Quando ainda estava em Viseu, criou vários “grupos informais” de teatro e mais tarde, quando frequentava a licenciatura em Teatro, em Lisboa, fundou a companhia ArDemente.

“Como tinha sempre esta necessidade de trazer os projetos que criava em Lisboa a Viseu e, mais tarde, tive a necessidade de criar os projetos aqui em Viseu, decidi começar a convidar e a integrar na companhia pessoas que conhecia daqui”, contou.

Henrique Amoedo, que assumiu a direção artística do Teatro Viriato há cerca de dois anos, sublinhou toda a dinâmica que se gerou com a reabertura em 1999 (após 38 anos de inatividade), graças a uma parceria entre a Companhia Paulo Ribeiro, o município de Viseu e o Ministério da Cultura.

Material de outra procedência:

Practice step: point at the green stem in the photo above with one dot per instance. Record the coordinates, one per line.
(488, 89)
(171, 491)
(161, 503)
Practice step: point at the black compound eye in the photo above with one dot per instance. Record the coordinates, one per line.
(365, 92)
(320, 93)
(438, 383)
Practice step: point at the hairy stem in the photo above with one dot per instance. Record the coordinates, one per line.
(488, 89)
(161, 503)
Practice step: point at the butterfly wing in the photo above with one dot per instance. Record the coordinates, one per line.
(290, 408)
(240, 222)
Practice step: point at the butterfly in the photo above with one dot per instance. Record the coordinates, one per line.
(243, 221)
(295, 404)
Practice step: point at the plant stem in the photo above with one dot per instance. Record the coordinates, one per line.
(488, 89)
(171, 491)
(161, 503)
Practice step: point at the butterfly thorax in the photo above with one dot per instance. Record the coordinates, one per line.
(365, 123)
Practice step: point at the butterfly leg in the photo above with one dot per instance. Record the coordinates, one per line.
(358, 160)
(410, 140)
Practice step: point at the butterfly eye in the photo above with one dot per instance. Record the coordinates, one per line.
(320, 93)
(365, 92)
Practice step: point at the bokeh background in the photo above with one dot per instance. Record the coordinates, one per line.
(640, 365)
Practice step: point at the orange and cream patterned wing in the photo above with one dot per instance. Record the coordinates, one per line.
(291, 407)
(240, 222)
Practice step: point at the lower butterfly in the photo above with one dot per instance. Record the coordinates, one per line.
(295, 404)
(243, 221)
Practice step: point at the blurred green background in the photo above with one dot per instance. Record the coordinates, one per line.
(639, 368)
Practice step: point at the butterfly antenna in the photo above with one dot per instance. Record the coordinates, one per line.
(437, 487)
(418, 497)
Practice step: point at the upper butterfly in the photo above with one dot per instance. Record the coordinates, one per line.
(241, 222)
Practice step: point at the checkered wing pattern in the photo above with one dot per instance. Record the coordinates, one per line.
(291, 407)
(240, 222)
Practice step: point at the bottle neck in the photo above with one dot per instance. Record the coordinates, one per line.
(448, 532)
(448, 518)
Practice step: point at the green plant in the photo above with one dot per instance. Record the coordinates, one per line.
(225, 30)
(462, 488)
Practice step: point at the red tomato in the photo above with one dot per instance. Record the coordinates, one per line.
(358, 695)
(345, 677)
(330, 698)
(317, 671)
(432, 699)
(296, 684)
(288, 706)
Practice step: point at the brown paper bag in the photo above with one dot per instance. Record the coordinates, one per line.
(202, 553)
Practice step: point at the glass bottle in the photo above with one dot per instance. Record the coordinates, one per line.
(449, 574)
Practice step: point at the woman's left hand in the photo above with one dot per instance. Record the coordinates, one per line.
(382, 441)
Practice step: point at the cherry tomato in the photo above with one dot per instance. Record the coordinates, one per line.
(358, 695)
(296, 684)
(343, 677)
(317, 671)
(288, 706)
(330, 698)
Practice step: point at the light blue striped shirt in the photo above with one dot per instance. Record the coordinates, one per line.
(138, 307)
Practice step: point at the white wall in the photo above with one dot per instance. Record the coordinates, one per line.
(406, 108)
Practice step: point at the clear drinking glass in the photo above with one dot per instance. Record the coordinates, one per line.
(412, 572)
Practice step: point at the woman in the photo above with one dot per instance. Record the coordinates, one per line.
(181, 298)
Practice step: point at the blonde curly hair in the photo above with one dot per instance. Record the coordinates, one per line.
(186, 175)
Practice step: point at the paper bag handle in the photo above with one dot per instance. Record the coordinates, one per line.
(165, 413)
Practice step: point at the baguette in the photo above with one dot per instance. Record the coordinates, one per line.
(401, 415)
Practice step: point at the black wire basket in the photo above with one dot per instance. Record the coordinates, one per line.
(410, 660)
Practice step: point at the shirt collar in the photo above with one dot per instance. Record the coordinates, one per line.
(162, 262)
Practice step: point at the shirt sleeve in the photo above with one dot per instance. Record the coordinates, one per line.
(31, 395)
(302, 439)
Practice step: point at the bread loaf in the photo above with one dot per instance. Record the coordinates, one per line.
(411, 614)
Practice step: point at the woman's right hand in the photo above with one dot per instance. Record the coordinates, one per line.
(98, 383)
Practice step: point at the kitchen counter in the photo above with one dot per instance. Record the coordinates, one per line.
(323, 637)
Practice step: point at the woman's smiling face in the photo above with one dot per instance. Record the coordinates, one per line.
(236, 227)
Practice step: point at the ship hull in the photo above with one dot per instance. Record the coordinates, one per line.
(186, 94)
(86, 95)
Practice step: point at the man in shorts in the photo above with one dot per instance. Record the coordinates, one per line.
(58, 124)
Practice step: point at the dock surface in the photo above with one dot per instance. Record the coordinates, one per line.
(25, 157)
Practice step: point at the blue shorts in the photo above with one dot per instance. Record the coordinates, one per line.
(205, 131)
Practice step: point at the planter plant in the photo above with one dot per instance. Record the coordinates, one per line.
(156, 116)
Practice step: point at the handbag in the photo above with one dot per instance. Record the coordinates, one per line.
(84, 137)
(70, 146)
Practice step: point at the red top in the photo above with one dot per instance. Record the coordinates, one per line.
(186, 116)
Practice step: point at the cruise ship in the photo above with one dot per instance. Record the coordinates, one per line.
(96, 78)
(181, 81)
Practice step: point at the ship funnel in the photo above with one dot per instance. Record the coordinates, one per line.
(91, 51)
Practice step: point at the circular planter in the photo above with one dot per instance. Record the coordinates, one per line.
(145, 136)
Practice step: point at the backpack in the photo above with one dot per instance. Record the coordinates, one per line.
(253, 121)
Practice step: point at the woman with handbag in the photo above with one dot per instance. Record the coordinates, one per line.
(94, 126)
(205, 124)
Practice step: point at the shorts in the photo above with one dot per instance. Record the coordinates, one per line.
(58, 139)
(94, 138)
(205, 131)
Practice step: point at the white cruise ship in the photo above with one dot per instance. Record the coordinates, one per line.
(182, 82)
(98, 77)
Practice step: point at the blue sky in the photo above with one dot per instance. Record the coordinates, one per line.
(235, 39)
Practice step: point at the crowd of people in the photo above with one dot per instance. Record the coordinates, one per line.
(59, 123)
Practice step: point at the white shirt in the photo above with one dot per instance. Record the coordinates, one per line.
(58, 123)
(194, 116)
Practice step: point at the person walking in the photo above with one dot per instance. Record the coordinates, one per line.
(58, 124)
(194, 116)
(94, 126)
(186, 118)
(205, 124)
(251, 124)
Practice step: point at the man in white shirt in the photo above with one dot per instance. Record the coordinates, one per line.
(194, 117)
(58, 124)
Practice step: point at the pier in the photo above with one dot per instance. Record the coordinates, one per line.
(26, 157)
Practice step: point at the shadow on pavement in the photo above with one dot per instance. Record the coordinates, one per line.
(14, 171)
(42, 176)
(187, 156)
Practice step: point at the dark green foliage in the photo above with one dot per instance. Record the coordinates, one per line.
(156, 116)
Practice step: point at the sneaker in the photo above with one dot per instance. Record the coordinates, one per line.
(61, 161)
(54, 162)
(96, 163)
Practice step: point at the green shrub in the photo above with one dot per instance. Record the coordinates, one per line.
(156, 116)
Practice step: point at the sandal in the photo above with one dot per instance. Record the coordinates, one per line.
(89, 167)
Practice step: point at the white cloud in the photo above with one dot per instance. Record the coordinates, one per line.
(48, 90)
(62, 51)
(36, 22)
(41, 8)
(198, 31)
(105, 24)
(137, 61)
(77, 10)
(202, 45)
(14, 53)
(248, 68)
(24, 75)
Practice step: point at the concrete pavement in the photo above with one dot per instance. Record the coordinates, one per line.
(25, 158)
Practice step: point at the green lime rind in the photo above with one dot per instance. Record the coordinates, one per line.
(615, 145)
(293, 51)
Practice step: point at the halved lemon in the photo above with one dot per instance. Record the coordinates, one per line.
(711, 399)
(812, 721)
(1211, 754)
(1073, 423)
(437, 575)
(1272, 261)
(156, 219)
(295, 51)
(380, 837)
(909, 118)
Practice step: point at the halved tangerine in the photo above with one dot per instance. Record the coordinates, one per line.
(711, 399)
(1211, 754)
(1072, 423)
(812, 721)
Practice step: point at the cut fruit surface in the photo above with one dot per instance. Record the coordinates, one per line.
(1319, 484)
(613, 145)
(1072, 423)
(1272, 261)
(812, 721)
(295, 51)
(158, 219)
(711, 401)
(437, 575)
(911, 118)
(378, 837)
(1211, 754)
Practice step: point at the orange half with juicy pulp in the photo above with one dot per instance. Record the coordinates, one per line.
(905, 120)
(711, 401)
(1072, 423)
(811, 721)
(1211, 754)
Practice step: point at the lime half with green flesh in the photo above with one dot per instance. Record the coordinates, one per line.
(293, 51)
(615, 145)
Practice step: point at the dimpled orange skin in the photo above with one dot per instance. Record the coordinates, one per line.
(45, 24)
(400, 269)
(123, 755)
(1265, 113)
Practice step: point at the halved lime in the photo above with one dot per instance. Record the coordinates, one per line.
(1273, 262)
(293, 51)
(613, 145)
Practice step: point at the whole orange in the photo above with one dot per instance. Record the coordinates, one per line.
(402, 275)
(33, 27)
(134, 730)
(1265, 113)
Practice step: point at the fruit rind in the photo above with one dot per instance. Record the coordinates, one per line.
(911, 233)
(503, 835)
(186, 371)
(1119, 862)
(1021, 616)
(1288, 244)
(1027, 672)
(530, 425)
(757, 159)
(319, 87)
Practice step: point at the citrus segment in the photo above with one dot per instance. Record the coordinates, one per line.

“A cidade de Viseu, através do Teatro Viriato ou de coisas que surgiram a partir de iniciativas suas, tem uma atividade cultural muito intensa: diferentes associações, iniciativas, pessoas que trabalham na área da cultura”, muitas das quais começaram nos projetos do teatro, afirmou.

Na sua opinião, hoje “as pessoas da cidade não saberiam viver sem o Teatro Viriato”.

“As pessoas que frequentavam o Teatro Viriato em 1999 hoje têm as suas famílias. Elas voltam para o Teatro Viriato trazendo os seus filhos, ou seja, essa relação continua”, frisou.

Em 2023, estiveram 16.100 pessoas no Teatro Viriato, um número que Henrique Amoedo gostaria que aumentasse 15% este ano, atraindo também os estudantes do ensino superior.